An “effeminate or dastardly spirit” would indeed be a novelty in the birthplace of James Otis. But it was not only in face of the Indian and the redcoat that these three old towns showed firm courage. To their glory be it remembered that they withstood the persecutor and bluntly refused to enforce the laws against heresy, so that a special officer had to be sent by Plymouth Court to hunt out and oppress the Quakers. Under his petty tyrannies, the faith of the Friends gained many converts, and Quakerism became permanently established on the Cape.
These upper towns have never depended on the sea as exclusively as those below, and hence the decline of the fisheries has been less disastrous to them. They need industries to hold their young people at home, but the marine manufacture of salt by solar evaporation, the discovery of a Dennis sea-captain, has had its day, and the once famous Sandwich glass-works are now idle. Sheep-raising and cattle-raising were long since abandoned, but while the New England Thanksgiving lasts, cranberry culture bids fair to yield an honest profit. As early as 1677, Massachusetts presented Charles II. (put out of humor by the pine-tree shilling) with three thousand codfish, two hogsheads of samp and ten barrels of cranberries. These last are still good enough for a better king than the Merry Monarch, and cranberry-picking is one of the most picturesque sights on the modern Cape. Hundreds of pickers, gathering by hand or with the newly invented machines, move over a bog in ordered companies. The “summer folks” flock to the fun, and Portuguese, Italians, Swedes, Poles, Finns, Russians, troop down from Boston and over from New Bedford for the brief cranberry season, or they may come earlier to join the blueberry-pickers that dot the August hills. The bogs are easily made from the wastes of swamp, which are drained, sanded, planted and given three years to grow a solid mat of vines. The crop from a few acres brings dollars enough to carry the thrifty Cape Codder through the year. Rents are of the lowest, and the shrewd old seaman who tends his own garden, salts his own pork, raises his own chickens, milks his own cow and occasionally “goes a-fishin’,” while his wife cooks and sews, and “ties tags” for pin-money, has no heavy bills to meet. There is so little actual poverty in these towns that the poorhouse is often rented.

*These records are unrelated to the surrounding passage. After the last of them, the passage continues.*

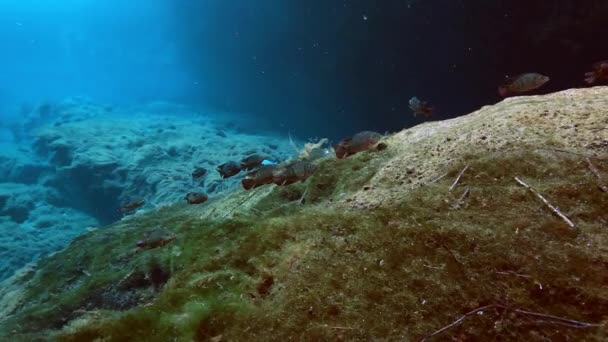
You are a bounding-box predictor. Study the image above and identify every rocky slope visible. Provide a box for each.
[0,87,608,341]
[0,99,295,280]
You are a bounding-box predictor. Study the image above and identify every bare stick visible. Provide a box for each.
[494,271,531,278]
[223,190,257,218]
[515,177,576,229]
[431,172,448,183]
[450,164,469,191]
[298,188,308,204]
[452,186,471,209]
[287,132,302,154]
[422,304,601,342]
[587,157,608,192]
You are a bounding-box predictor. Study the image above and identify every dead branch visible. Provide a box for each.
[515,177,576,229]
[223,189,257,218]
[494,271,531,278]
[430,172,448,183]
[422,304,601,342]
[450,164,469,191]
[298,188,308,204]
[452,186,471,209]
[287,132,302,154]
[586,157,608,192]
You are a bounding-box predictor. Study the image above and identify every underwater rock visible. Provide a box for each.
[137,227,177,249]
[192,167,207,180]
[272,161,317,185]
[0,87,608,341]
[241,165,277,190]
[186,192,209,204]
[240,154,268,170]
[216,161,241,179]
[334,131,382,159]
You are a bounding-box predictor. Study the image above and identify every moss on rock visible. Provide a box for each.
[0,89,608,341]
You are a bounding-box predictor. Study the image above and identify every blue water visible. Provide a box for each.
[0,0,608,279]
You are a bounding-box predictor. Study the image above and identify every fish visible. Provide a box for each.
[241,165,276,190]
[241,154,266,171]
[585,60,608,84]
[192,167,207,180]
[333,131,382,159]
[217,161,241,179]
[120,199,146,214]
[409,96,435,117]
[186,192,209,204]
[136,227,177,249]
[272,160,317,185]
[498,72,550,97]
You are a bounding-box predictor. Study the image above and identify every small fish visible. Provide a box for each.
[192,167,207,180]
[241,165,276,190]
[120,199,146,214]
[217,161,241,179]
[262,159,278,166]
[137,227,177,249]
[409,96,435,117]
[186,192,209,204]
[333,131,382,159]
[498,72,550,97]
[241,154,266,170]
[585,60,608,84]
[272,161,317,185]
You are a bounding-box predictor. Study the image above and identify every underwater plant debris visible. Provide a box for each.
[0,0,608,342]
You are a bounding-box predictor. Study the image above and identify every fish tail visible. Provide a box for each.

Even Mashpee, once the Indian reservation, but now a little township peopled by half-breeds, mulattoes and a sprinkling of whites, grows tidier and more capable every year. The aborigines of Cape Cod have left slight traces save the melodious names that cling to bay and creek. Arrow-heads are scattered about, and now and then the plough turns up one of the clam-shell hoes with which the Nausets used to till their maize-fields. The Praying Indians of the Cape deserve our memory, for they were always faithful to their English neighbors. When the first regiment was raised in Barnstable County for the Revolutionary War, twenty-two Mashpees enlisted, of whom but one came home. A Praying Indian of Yarmouth has won a place in New England song, – Nauhaught the Deacon, who, hunger-pinched, restored the tempting purse of gold to the Wellfleet skipper and received a tithe “as an honest man.”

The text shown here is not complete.